[PATCH 17/18] KVM: arm64: Introduce the EL1 pKVM MMU

All of lore.kernel.org
 help / color / mirror / Atom feed

From: Quentin Perret <qperret@google.com>
To: Marc Zyngier <maz@kernel.org>,
	Oliver Upton <oliver.upton@linux.dev>,
	 Joey Gouly <joey.gouly@arm.com>,
	Suzuki K Poulose <suzuki.poulose@arm.com>,
	 Zenghui Yu <yuzenghui@huawei.com>,
	Catalin Marinas <catalin.marinas@arm.com>,
	 Will Deacon <will@kernel.org>
Cc: Fuad Tabba <tabba@google.com>,
	Vincent Donnefort <vdonnefort@google.com>,
	 Sebastian Ene <sebastianene@google.com>,
	linux-arm-kernel@lists.infradead.org,  kvmarm@lists.linux.dev,
	linux-kernel@vger.kernel.org
Subject: [PATCH 17/18] KVM: arm64: Introduce the EL1 pKVM MMU
Date: Mon,  4 Nov 2024 13:32:03 +0000	[thread overview]
Message-ID: <20241104133204.85208-18-qperret@google.com> (raw)
In-Reply-To: <20241104133204.85208-1-qperret@google.com>

Introduce a set of helper functions allowing to manipulate the pKVM
guest stage-2 page-tables from EL1 using pKVM's HVC interface.

Each helper has an exact one-to-one correspondance with the traditional
kvm_pgtable_stage2_*() functions from pgtable.c, with a strictly
matching prototype.
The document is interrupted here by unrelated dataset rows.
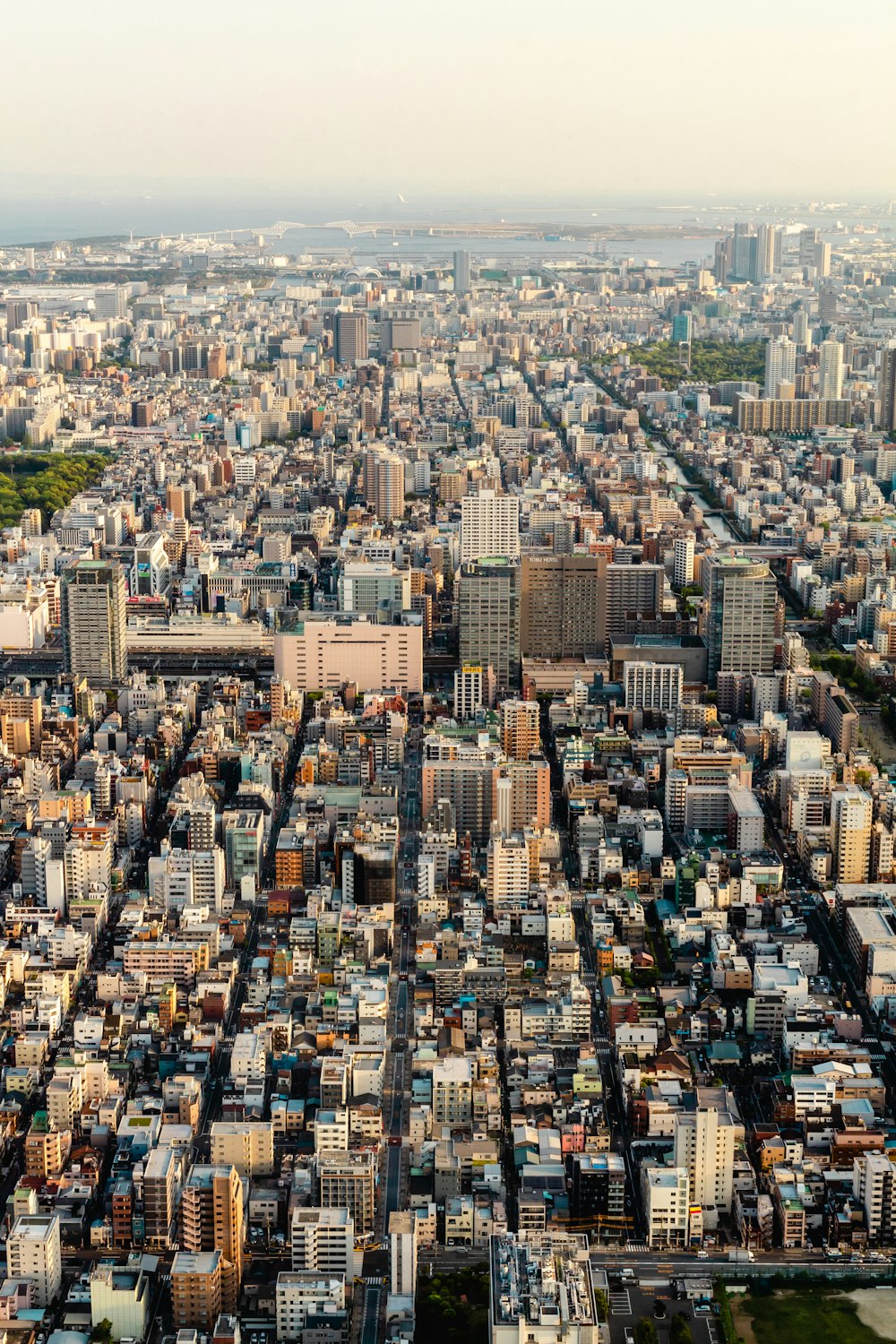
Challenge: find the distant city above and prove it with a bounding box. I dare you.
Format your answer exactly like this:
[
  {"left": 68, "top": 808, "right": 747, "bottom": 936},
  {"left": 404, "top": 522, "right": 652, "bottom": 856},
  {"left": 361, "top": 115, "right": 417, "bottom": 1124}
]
[{"left": 0, "top": 193, "right": 896, "bottom": 1344}]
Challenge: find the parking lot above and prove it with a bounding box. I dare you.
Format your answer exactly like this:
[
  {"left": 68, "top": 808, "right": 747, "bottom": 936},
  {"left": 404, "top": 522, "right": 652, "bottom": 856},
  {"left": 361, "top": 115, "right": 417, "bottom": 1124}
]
[{"left": 607, "top": 1276, "right": 721, "bottom": 1344}]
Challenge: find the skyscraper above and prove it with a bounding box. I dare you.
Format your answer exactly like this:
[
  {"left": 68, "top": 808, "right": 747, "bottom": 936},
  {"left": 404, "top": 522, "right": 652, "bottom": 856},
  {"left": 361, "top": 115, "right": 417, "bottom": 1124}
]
[
  {"left": 764, "top": 336, "right": 797, "bottom": 397},
  {"left": 672, "top": 532, "right": 694, "bottom": 589},
  {"left": 520, "top": 551, "right": 607, "bottom": 660},
  {"left": 793, "top": 308, "right": 812, "bottom": 349},
  {"left": 180, "top": 1163, "right": 245, "bottom": 1312},
  {"left": 59, "top": 561, "right": 127, "bottom": 687},
  {"left": 454, "top": 252, "right": 470, "bottom": 295},
  {"left": 702, "top": 554, "right": 777, "bottom": 685},
  {"left": 818, "top": 340, "right": 844, "bottom": 402},
  {"left": 461, "top": 491, "right": 520, "bottom": 564},
  {"left": 336, "top": 312, "right": 368, "bottom": 365},
  {"left": 364, "top": 451, "right": 404, "bottom": 521},
  {"left": 879, "top": 344, "right": 896, "bottom": 430},
  {"left": 458, "top": 556, "right": 520, "bottom": 691},
  {"left": 831, "top": 784, "right": 872, "bottom": 882}
]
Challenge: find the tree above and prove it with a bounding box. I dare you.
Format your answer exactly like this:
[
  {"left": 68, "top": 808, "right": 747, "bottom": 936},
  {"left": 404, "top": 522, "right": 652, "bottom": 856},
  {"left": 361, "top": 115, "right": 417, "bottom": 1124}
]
[
  {"left": 634, "top": 1316, "right": 659, "bottom": 1344},
  {"left": 669, "top": 1314, "right": 694, "bottom": 1344}
]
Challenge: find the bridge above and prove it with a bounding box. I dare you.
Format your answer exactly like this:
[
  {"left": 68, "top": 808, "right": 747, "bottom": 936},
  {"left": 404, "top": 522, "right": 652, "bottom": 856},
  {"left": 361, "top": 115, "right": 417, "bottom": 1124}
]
[{"left": 246, "top": 220, "right": 376, "bottom": 238}]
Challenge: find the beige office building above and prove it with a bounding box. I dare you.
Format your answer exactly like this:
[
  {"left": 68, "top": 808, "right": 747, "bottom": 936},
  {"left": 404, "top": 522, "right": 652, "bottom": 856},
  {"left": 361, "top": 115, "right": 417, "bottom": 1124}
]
[{"left": 274, "top": 613, "right": 423, "bottom": 695}]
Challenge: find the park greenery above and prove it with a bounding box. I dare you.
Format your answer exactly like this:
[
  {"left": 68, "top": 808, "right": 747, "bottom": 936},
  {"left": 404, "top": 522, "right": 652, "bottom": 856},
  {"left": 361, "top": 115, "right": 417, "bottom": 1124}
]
[
  {"left": 415, "top": 1265, "right": 489, "bottom": 1344},
  {"left": 726, "top": 1285, "right": 884, "bottom": 1344},
  {"left": 632, "top": 340, "right": 766, "bottom": 387},
  {"left": 809, "top": 653, "right": 880, "bottom": 701},
  {"left": 0, "top": 452, "right": 108, "bottom": 527}
]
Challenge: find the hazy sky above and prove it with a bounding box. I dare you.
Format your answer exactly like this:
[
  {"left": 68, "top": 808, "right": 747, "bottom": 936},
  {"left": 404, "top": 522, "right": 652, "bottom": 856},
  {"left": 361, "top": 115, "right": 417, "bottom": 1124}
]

This will ease plumbing later on in mmu.c.

These callbacks track the gfn->pfn mappings in a simple rb_tree indexed
by IPA in lieu of a page-table. This rb-tree is kept in sync with pKVM's
state and is protected by a new rwlock -- the existing mmu_lock
protection does not suffice in the map() path where the tree must be
modified while user_mem_abort() only acquires a read_lock.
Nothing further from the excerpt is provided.